Does China own lithium mines in Africa?

China plays a key role in the lithium-ion battery supply chain, dominating the midstream when it comes to lithium. Despite being the third largest producer of lithium, China is behind Australia, known for its hard-rock assets, and Chile, known for its brines. This is why Chinese companies have invested heavily in lithium sources in other regions, including South America and, of course, Africa.

In Zimbabwe, Chinese companies have reportedly invested over US$1.4 billion in lithium assets. Furthermore, last year, Zimbabwe approved a proposal by a group of Chinese investors to establish a US$2.83 billion battery metals district to process battery metals, including lithium.

Namibia is next on the Chinese investment list. Huayou Cobalt has a stake in Australia’s Askari Metals (ASX:AS2), which is exploring Uis and Erongo. Meanwhile, Chinese Xinfeng Investments has been exploring for lithium in the country since 2019.

In the DRC, Zijin Mining Group (OTC Pink:ZIJMF,HKEX:2899) teamed up with state-owned Cominiere in a joint venture, Katamba Mining, securing rights to two greenfield exploration and mining projects near the Manono asset.

Unsurprisingly, Chinese companies have moved faster than the western world to secure lithium supply in Africa. And it is not just lithium they are looking to lock down — they also have ownership and interests in properties that hold other key metals needed for electric vehicles, such as cobalt and copper.

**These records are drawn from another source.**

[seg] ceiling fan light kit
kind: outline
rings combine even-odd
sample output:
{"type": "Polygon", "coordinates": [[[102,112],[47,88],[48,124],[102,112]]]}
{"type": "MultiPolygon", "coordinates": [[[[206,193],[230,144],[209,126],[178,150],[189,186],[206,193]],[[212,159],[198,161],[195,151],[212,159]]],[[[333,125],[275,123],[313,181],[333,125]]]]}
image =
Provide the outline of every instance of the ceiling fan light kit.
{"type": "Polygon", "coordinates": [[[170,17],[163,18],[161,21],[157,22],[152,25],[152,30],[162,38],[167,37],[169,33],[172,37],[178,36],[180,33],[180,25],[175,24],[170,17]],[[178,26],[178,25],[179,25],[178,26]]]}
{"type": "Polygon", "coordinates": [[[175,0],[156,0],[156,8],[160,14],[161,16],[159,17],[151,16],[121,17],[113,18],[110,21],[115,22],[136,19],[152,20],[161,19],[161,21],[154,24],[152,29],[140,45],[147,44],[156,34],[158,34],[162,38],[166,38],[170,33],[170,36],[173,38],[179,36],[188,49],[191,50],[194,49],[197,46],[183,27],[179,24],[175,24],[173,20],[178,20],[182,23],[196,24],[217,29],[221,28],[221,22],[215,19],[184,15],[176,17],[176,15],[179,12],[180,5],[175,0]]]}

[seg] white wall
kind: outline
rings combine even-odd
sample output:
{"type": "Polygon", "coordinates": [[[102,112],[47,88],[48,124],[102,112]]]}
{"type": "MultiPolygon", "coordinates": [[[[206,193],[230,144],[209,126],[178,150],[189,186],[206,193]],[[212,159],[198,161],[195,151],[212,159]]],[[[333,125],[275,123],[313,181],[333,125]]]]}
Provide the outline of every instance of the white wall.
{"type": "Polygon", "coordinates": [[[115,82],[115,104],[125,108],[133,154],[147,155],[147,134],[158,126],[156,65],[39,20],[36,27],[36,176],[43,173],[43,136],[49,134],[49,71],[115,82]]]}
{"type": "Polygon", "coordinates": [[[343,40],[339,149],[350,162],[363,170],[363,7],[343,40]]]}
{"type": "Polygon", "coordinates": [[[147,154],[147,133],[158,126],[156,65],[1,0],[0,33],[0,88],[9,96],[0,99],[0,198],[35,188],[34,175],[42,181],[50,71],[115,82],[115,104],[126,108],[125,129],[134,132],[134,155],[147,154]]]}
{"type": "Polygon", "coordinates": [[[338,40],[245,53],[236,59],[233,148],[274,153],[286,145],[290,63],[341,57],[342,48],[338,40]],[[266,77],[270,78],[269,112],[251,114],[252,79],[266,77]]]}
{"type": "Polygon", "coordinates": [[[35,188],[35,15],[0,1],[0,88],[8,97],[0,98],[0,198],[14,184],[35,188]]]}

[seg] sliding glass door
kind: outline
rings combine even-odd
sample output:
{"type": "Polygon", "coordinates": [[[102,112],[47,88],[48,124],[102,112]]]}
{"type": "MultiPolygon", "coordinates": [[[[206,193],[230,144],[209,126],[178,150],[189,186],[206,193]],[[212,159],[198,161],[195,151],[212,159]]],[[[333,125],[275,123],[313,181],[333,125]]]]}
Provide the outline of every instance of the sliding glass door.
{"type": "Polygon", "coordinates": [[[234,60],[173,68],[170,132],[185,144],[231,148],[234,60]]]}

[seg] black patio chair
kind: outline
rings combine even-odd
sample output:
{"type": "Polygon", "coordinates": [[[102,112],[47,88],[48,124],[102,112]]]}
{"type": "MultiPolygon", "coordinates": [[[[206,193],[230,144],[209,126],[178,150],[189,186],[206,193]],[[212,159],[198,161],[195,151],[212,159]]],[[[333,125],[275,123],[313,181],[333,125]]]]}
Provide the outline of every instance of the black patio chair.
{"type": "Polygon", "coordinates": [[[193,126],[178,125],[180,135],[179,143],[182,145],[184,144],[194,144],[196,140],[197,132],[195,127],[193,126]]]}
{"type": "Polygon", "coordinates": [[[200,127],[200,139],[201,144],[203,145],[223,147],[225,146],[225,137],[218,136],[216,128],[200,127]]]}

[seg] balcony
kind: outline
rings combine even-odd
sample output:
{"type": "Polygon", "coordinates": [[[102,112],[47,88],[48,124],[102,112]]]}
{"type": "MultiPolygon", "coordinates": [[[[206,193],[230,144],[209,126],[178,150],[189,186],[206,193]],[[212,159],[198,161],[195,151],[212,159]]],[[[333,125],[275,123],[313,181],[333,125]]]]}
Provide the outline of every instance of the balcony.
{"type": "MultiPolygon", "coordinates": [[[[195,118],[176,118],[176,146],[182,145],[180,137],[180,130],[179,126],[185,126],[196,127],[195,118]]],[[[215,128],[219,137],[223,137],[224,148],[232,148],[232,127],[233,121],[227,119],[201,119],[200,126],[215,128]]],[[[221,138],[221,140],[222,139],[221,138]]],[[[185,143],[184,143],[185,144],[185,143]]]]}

That said, Europe has now also set its eyes on the African continent, with the bloc hoping to kick off negotiations for partnerships that will allow it to secure supply of critical raw materials.

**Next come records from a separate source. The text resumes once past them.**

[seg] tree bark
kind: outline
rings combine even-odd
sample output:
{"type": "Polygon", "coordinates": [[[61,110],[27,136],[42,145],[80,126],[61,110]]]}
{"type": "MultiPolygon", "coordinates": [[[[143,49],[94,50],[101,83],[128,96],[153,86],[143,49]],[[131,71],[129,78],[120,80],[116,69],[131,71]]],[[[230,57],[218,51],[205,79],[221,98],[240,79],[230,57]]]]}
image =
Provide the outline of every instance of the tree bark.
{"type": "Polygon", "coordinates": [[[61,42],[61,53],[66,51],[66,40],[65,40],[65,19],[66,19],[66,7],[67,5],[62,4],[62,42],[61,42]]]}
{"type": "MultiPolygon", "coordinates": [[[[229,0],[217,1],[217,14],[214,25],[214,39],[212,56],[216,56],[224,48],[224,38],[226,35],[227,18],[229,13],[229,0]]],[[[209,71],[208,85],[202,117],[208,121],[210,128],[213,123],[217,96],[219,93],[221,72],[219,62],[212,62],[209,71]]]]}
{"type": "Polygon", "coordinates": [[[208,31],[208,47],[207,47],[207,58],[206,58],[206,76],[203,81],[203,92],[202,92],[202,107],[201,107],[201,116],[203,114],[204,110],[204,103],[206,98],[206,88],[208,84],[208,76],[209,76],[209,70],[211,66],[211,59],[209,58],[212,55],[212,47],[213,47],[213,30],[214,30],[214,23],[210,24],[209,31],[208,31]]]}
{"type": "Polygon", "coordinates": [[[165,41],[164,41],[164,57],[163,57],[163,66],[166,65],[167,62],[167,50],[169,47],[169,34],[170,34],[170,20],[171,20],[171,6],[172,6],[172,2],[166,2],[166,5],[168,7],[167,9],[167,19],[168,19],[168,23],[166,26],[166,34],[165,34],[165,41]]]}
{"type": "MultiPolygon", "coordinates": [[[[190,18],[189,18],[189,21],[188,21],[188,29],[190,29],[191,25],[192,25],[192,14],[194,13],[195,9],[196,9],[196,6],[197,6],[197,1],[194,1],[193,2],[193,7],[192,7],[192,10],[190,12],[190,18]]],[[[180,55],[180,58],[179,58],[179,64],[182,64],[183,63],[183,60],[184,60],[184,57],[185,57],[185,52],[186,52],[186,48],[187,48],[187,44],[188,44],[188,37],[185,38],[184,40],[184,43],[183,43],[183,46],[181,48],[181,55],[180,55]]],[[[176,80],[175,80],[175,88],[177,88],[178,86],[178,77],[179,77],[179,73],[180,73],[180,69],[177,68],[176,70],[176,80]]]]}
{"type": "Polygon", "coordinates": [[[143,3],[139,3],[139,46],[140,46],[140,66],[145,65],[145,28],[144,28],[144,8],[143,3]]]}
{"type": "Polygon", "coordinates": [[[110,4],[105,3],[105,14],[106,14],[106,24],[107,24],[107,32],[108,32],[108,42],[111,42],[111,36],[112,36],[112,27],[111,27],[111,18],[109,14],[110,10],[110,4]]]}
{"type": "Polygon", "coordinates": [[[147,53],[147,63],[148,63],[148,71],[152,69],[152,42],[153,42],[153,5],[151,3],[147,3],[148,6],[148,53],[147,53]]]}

For its part, the US does not want to fall behind when it comes to Africa, even though the country has been pushing for more supply from domestic sources and free trade agreement countries. Last year, US President Joe Biden said the US is “all in” on Africa’s future, pledging to invest US$55 billion in food security, climate change, trade partnerships and other issues.

At the same time, African countries are well aware of the need for the critical raw materials they have, and are looking for ways to add more value to what they produce — meaning not just mining, but processing materials before export.

“We are going to insist that all lithium mined within the country has to be processed in the country,” Tom Alweendo, Namibia’s mines minister, told Reuters.

Earlier this month, Namibia banned the export of unprocessed lithium and other critical minerals in a move to profit from the energy transition by processing more minerals in the country. Last year, Zimbabwe took a similar step, banning lithium ore exports and allowing only certain concentrates to be shipped out from the country.